10. En statuant ainsi, la cour d'appel a violé les textes susvisés ".
La Cour de cassation a sanctionné le raisonnement de la cour d'appel qui, après avoir constaté le caractère abusif du procès-verbal d'assemblée générale du 25 novembre 2013, n'a pas prononcé la nullité de celui-ci, en estimant que seule l'allocation de dommages et intérêts sous réserve de la preuve d'un préjudice pouvait répondre à cette irrégularité.
Il en résulte que la cour d'appel de renvoi est saisie non seulement de la question de savoir si la résolution n°1 votée lors de l'assemblée générale du 25 novembre 2013 (ayant prononcé l'exclusion de M. [L] [N] de la société [E], [P] et associés) est abusive ou pas et doit, en conséquence, être annulée ou pas, mais elle est également saisie de la demande de ce dernier visant à obtenir le versement de sa rémunération variable au titre de l'année 2013 à hauteur de 597 968,77 euros.
A titre liminaire, sur la demande d'irrecevabilité des conclusions d'intimés signifiées le 21 janvier 2022
Moyens des parties
A l'audience, M. [L] [N] fait valoir qu'il a reçu les dernières conclusions adverses le soir du vendredi 21 janvier 2022 et n'a donc pas été en mesure d'y répondre pour l'audience prévue le lundi 24 janvier 2022 à 9 heures. Il sollicite par conséquent le rejet de ces conclusions.

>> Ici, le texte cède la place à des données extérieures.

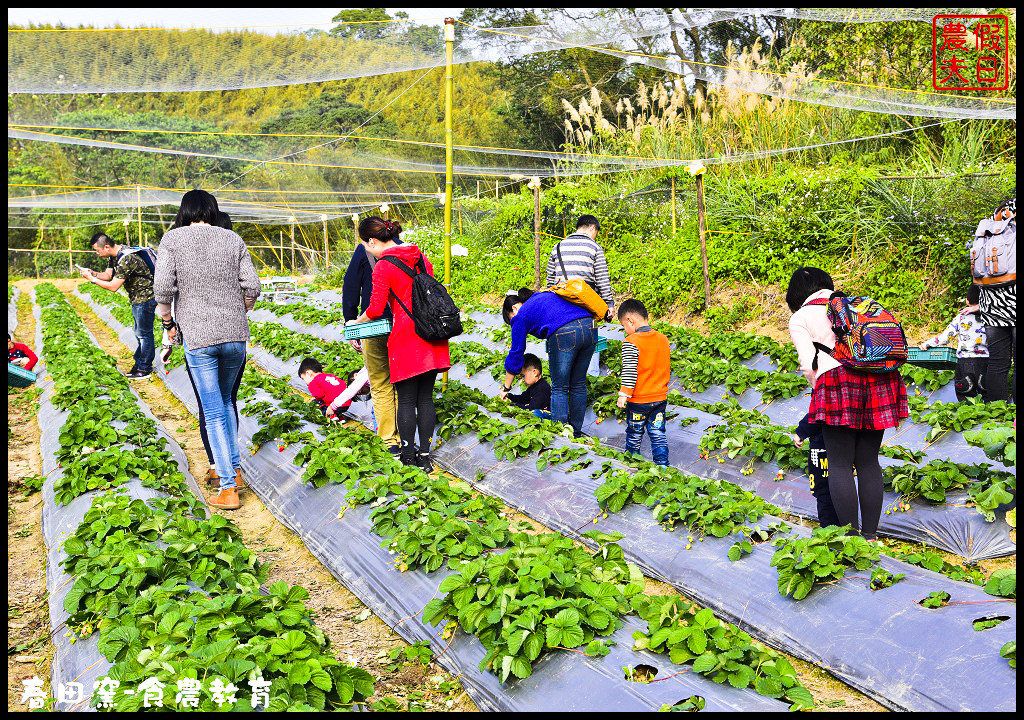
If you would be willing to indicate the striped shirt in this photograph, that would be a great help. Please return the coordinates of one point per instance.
(584, 258)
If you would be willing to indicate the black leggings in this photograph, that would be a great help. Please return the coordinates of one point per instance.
(416, 411)
(848, 448)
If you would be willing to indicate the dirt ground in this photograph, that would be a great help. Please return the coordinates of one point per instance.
(29, 647)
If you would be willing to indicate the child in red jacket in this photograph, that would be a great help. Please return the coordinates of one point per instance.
(330, 390)
(20, 354)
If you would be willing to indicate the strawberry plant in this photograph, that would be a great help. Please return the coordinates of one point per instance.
(962, 416)
(823, 556)
(173, 593)
(935, 599)
(434, 522)
(558, 456)
(1003, 583)
(544, 592)
(926, 379)
(717, 650)
(767, 443)
(935, 562)
(529, 440)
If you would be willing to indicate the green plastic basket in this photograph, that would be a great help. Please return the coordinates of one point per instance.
(372, 329)
(934, 357)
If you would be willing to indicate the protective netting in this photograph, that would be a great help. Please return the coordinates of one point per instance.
(125, 60)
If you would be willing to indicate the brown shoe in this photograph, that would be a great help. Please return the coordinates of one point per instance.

La société [E], [P] et Associés réplique que ses conclusions signifiées le 21 janvier 2022 sont une réponse aux dernières conclusions de l'appelant signifiées le 14 janvier 2022 et que ce dernier avait la possibilité de demander le renvoi de l'affaire à une audience ultérieure.
Appréciation de la cour
Selon l'article 16 du code de procédure civile, le juge doit, en toutes circonstances, faire observer et observer lui-même le principe de la contradiction. Il ne peut retenir, dans sa décision, les moyens, les explications et les documents invoqués ou produits par les parties que si celles-ci ont été à même d'en débattre contradictoirement. Il ne peut fonder sa décision sur les moyens de droit qu'il a relevés d'office sans avoir au préalable invité les parties à présenter leurs observations.
En l'espèce, la société [E], [P] et Associés a signifié des conclusions le mercredi 12 janvier 2022. M. [L] [N] a ensuite signifié des conclusions le vendredi 14 janvier 2022, auxquelles la société [E], [P] et Associés a répondu par nouvelles conclusions le vendredi 21 janvier 2022 en vue de l'audience des plaidoiries prévues le lundi 24 janvier 2022 à 9 heures.

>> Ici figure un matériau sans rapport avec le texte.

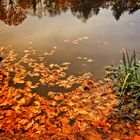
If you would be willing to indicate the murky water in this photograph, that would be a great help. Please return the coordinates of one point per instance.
(79, 31)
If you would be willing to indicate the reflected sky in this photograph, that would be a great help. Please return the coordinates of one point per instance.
(100, 37)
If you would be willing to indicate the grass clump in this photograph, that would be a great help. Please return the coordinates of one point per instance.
(126, 77)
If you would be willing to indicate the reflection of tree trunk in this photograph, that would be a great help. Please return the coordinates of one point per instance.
(34, 5)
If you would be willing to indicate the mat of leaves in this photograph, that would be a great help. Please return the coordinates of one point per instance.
(76, 115)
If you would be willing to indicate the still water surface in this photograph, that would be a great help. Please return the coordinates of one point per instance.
(95, 29)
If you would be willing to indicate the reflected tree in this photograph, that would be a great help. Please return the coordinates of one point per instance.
(13, 12)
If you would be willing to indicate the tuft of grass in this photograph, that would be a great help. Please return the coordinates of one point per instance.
(126, 76)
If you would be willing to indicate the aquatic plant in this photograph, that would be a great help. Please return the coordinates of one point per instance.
(126, 76)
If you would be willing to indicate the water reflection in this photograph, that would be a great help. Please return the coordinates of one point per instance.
(14, 12)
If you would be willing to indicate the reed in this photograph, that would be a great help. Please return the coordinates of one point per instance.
(126, 76)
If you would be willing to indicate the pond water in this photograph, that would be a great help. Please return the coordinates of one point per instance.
(87, 33)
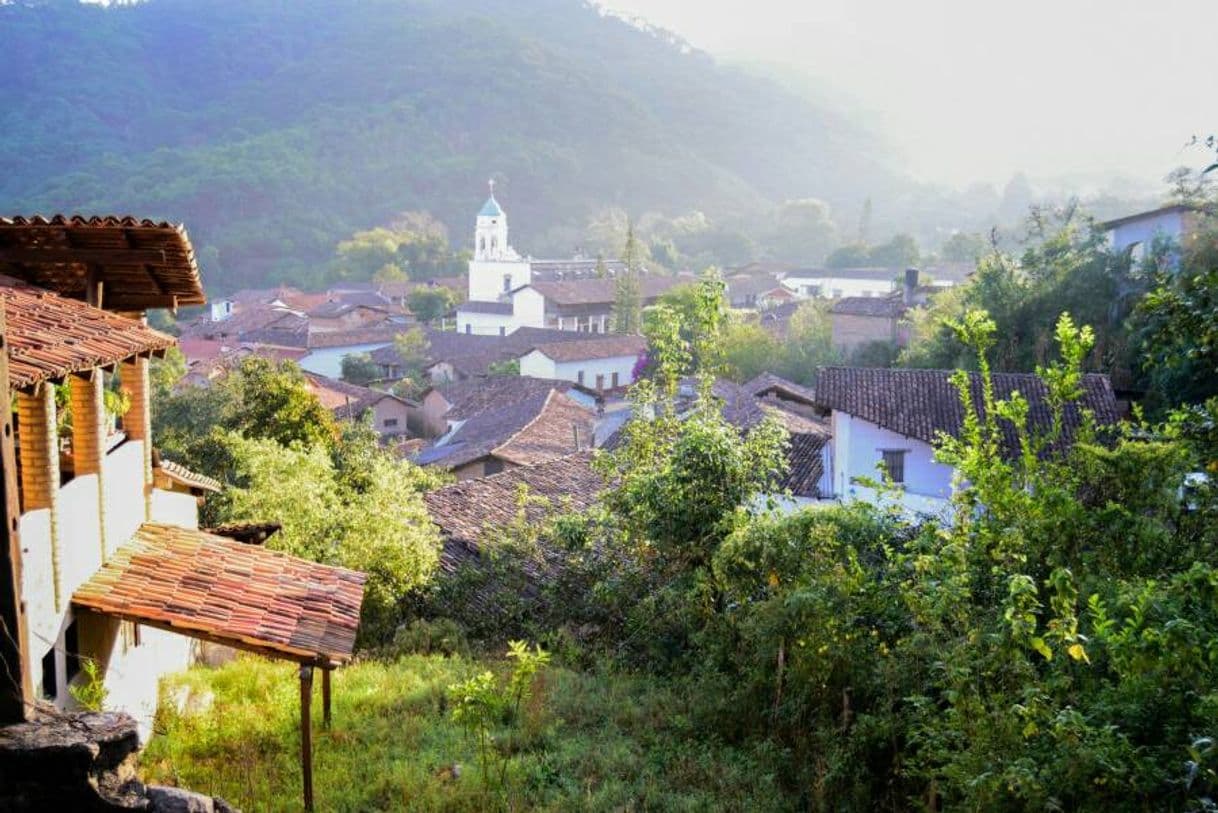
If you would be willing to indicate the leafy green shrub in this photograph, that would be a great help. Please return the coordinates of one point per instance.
(423, 636)
(89, 691)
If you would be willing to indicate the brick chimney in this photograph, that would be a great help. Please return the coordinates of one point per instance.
(910, 287)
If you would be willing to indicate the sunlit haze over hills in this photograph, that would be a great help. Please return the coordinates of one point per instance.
(1084, 90)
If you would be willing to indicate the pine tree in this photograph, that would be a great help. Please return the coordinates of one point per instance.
(627, 310)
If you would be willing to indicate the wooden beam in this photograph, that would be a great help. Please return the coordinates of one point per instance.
(325, 699)
(307, 735)
(268, 651)
(16, 689)
(84, 256)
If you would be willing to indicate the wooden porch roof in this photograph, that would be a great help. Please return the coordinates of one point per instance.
(51, 337)
(139, 263)
(221, 590)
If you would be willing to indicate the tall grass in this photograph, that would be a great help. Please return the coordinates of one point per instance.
(586, 741)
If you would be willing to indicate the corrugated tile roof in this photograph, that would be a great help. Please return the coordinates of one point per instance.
(143, 263)
(604, 346)
(463, 510)
(889, 307)
(245, 595)
(51, 335)
(923, 402)
(603, 291)
(179, 473)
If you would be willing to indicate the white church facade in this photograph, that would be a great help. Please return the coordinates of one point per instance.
(508, 291)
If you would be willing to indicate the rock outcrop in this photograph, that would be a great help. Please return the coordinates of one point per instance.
(84, 762)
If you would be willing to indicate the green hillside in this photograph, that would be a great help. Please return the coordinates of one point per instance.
(277, 128)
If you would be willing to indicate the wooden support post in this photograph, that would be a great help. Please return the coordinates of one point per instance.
(38, 424)
(138, 421)
(307, 734)
(16, 689)
(325, 697)
(89, 438)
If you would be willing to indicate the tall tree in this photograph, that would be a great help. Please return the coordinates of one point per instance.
(627, 310)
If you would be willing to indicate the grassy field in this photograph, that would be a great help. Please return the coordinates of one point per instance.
(584, 741)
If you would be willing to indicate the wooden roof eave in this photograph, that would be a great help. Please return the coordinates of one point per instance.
(285, 653)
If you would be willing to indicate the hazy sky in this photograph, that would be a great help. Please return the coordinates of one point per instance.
(968, 89)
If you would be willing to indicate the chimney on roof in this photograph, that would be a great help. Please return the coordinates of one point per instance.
(910, 287)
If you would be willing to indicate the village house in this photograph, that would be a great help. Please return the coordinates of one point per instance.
(1137, 233)
(892, 418)
(457, 356)
(468, 512)
(537, 427)
(778, 391)
(601, 363)
(450, 401)
(101, 558)
(756, 291)
(390, 415)
(838, 283)
(508, 291)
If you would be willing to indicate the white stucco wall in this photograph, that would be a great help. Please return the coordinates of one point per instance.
(832, 285)
(328, 361)
(537, 365)
(1145, 230)
(130, 672)
(856, 452)
(486, 278)
(569, 371)
(529, 307)
(485, 324)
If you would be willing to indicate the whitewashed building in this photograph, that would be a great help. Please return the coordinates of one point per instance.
(102, 566)
(508, 291)
(599, 363)
(887, 421)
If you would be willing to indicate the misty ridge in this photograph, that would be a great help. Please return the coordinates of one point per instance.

Il résulte de l'examen des deux derniers jeux conclusions du 12 et du 21 janvier 2022 de la société [E], [P] et Associés que cette dernière développe, dans ses conclusions du 21 janvier 2022, de nouveaux moyens de droit à l'appui de ses prétentions (qui demeurent cependant inchangées) et produit au débat cinq nouvelles pièces. Ainsi, pour la première fois dans ses conclusions du 21 janvier 2022, la société [E], [P] et associés développe une argumentation sur l'irrecevabilité pour défaut d'intérêt à agir de la demande d'annulation de la délibération de l'assemblée générale litigieuse (p.19) ; elle produit de nouveaux extraits d'articles de doctrine et une nouvelle jurisprudence (p.22, 24-25 et 27-28) ; surtout, elle développe un nouveau moyen tiré de l'article 7 du vadémécum afin de justifier l'annulation de l'assemblée générale du 18 novembre 2013 et de soutenir l'absence de caractère abusif de l'assemblée générale du 25 novembre 2013.

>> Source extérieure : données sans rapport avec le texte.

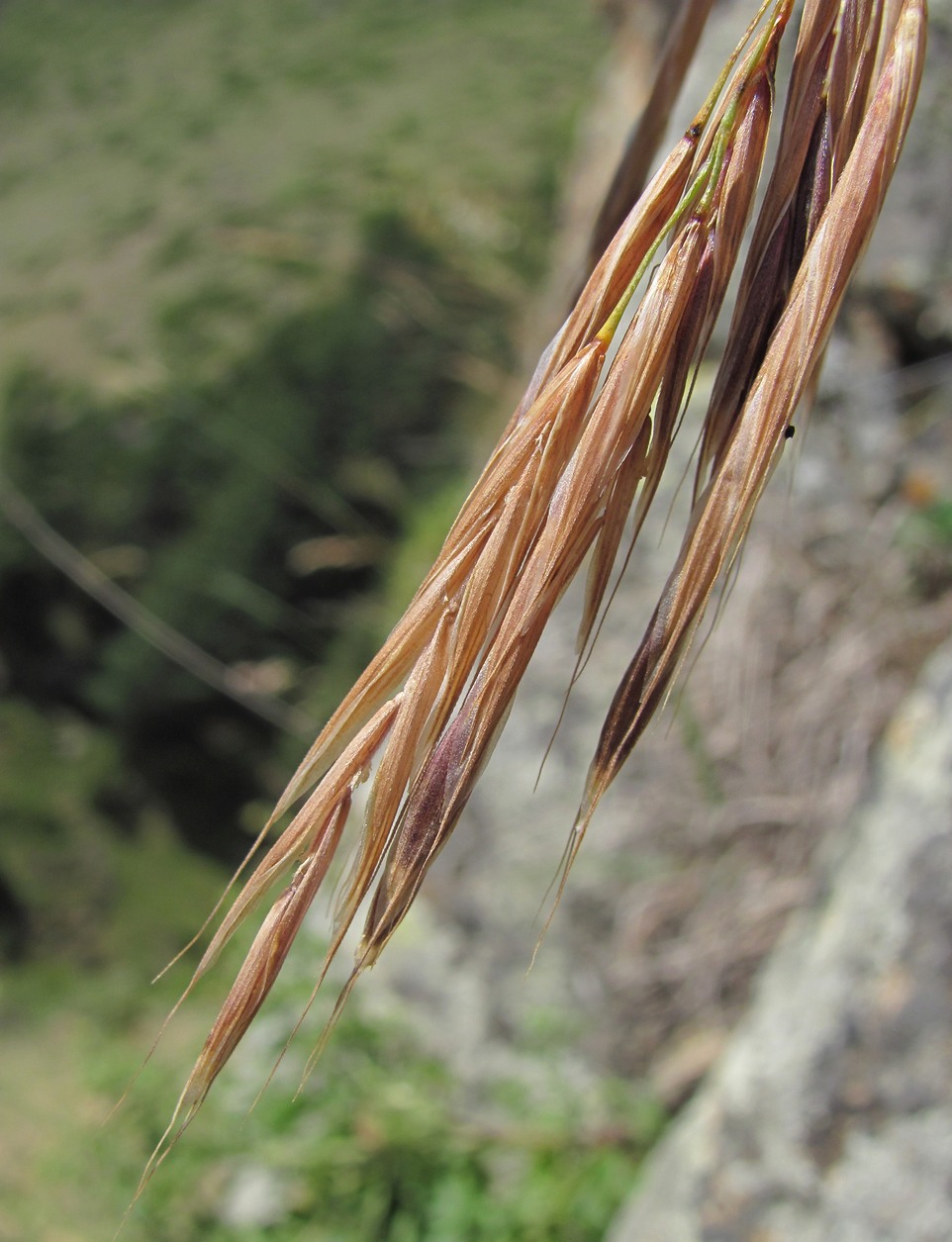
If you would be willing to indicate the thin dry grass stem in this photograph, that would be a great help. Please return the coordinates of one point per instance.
(630, 176)
(567, 471)
(723, 512)
(830, 81)
(658, 346)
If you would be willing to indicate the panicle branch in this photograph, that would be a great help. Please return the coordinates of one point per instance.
(587, 444)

Compte tenu du caractère tardif de la signification de ces conclusions, qui comportent de nouveaux moyens et de nouvelles pièces, intervenue juste avant une fin de semaine précédant l'audience du lundi 24 janvier 2022 à 9 heures, il est démontré que M. [J] [N] n'a pas pu y répondre compte tenu du très court délai dont il disposait.
Dès lors, en application de l'article 16 du code de procédure civile, les conclusions de la société [E], [P] et associés signifiées le 21 janvier 2022 ainsi que les nouvelles pièces seront écartées des débats.
Seules ses conclusions signifiées le 12 janvier 2022 seront examinées.
Sur la teneur de la rémunération variable des associés de catégorie A au sein de la société [E], [P] et associés et sur le caractère abusif de l'assemblée générale du 25 novembre 2013
Moyens des parties
Poursuivant l'infirmation de la décision du bâtonnier du 23 avril 2014 en ce qu'il l'a débouté de sa demande de rétrocession d'honoraires pour l'année 2013, M. [L] [N] demande à la cour, au fondement des articles 1832, 1833 et 1844-10 alinéa 3 du code civil, d'annuler les délibérations votées lors de l'assemblée générale du 25 novembre 2013 ainsi que la délibération votée lors de l'assemblée générale du 20 décembre 2013.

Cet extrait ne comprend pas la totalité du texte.